As situações de violência doméstica e de género, enquanto expressão mais dramática de tais desigualdades, que tanto afetam no presente, os adultos, as crianças e os jovens, como as gerações futuras, devem merecer uma atenção particular do Presidente da República.

Muitos dos avanços de Portugal e do mundo se devem ao grande esforço e investimento no multilateralismo. Em matéria de Saúde e no contexto das Nações Unidas, por exemplo, os contributos da OMS e do UNFPA foram decisivos, bem como da CSW. Como vê, atualmente, o contributo de Portugal para as Nações Unidas e para a sustentabilidade do Desenvolvimento, também em matéria de direitos humanos?

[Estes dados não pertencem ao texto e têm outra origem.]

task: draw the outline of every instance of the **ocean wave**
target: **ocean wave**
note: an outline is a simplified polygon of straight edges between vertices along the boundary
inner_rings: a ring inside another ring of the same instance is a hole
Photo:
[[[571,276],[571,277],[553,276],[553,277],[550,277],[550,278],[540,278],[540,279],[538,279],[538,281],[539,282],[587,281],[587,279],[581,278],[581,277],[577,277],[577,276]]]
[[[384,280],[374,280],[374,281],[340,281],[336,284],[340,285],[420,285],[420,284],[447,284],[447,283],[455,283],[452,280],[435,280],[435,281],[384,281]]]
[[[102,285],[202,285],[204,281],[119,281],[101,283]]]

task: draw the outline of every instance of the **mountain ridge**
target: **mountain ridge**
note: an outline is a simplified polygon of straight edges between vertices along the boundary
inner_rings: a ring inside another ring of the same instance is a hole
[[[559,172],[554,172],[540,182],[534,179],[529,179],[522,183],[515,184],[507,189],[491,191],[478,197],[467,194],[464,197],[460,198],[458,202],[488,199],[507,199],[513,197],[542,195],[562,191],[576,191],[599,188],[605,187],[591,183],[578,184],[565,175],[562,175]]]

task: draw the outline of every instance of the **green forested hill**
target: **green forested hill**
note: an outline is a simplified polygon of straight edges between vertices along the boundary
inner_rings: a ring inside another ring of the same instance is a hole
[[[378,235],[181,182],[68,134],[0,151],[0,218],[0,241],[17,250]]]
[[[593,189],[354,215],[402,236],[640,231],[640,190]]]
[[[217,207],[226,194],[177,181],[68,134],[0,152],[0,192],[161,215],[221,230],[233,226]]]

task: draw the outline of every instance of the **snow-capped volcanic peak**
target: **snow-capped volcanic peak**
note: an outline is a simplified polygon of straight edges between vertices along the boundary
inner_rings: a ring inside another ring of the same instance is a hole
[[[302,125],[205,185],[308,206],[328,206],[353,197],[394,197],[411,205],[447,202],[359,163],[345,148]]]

Comprometo-me a ser um Presidente de causas, em particular as que dizem respeito à liberdade e à dignidade de todas as pessoas. A defesa do acesso universal a cuidados de saúde é um pilar central na minha candidatura e, como é óbvio, se defendo isso para o meu país, considero que todos os cidadãos, do mundo inteiro, deviam ter esses direitos assegurados. Mas sinto que, infelizmente, Portugal não tem tido voz não só na Europa mas também no mundo. Portugal precisa de afirmar a sua voz no mundo. Sempre fomos um país universalista, humanista e essas nossas características têm sido como que “abafadas” para demostrarmos que somos bons alunos. Ora, os bons alunos não são aqueles que estão sempre calados e aceitam todas as premissas como boas. Não. Eu, mais ainda sendo professor, considero que o bom aluno é o que participa, o que fala, intervém, questiona, pensa, ajuda a encontrar soluções. E nós, nesse sentido, temos de voltar a ter voz no palco internacional. Principalmente em matérias de desenvolvimento, igualdade de direitos e direitos humanos. Bater-me-ei por isso, caso seja eleito Presidente da República.

No âmbito dos países da CPLP, como vê o papel da Presidência da República?

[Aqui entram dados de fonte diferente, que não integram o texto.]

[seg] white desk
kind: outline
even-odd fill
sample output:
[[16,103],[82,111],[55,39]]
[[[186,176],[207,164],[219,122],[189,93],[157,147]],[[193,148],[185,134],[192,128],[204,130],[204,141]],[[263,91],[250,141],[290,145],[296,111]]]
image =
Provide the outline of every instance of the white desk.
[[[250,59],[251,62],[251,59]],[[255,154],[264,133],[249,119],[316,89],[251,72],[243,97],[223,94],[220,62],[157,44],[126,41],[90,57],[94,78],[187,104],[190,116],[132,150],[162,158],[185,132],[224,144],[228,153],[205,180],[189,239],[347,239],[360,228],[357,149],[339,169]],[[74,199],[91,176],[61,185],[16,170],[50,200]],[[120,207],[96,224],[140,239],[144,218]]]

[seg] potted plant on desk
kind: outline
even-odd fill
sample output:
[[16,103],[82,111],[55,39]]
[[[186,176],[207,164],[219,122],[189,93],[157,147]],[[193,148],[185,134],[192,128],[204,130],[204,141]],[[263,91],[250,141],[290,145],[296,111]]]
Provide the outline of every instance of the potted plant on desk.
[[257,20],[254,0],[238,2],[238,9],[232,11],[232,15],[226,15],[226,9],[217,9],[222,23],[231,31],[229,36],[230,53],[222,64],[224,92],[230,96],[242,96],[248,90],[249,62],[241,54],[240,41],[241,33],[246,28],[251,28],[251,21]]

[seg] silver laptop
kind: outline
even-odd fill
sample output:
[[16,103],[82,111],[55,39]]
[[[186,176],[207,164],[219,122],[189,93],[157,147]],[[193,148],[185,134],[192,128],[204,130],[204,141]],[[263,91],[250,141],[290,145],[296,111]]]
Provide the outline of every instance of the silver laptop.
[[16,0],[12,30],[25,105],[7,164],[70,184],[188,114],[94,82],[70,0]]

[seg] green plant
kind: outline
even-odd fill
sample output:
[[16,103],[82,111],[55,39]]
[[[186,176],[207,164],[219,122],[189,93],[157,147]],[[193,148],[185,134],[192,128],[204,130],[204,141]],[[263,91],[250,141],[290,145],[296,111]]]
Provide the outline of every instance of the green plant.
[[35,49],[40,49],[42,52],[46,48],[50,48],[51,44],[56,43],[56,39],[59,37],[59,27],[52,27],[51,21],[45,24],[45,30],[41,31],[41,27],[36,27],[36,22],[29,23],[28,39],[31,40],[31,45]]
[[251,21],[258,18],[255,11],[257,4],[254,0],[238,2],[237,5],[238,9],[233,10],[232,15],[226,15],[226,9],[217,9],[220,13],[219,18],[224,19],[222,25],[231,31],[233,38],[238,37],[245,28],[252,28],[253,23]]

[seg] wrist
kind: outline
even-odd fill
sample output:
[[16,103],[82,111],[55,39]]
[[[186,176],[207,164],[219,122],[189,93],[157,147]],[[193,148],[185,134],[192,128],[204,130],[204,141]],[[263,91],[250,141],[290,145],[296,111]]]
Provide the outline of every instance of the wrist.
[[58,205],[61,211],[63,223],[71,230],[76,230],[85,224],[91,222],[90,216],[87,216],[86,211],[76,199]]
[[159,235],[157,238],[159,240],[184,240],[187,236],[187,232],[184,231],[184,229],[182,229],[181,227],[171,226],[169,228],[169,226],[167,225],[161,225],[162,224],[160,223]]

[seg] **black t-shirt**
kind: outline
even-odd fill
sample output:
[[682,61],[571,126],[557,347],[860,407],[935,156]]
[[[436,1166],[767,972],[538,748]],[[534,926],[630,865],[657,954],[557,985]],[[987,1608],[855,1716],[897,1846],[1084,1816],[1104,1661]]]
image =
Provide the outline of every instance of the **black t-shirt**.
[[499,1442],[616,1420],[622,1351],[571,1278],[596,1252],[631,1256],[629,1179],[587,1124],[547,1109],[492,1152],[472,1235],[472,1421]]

Mais importante do que olhar para o passado é encarar o futuro e analisar como deve ser o papel da Presidência da República e de Portugal na CPLP daqui para a frente. Considero que a Presidência da República deve defender uma Comunidade virada para as questões dos direitos humanos e do desenvolvimento. E deve ser um empenhado promotor em defesa da língua portuguesa no mundo. A língua portuguesa constitui um dos nossos principais patrimónios, porque nela se simbolizam as ligações que serão decisivas para o século XXI, não apenas no plano cultural, mas também no plano económico e político.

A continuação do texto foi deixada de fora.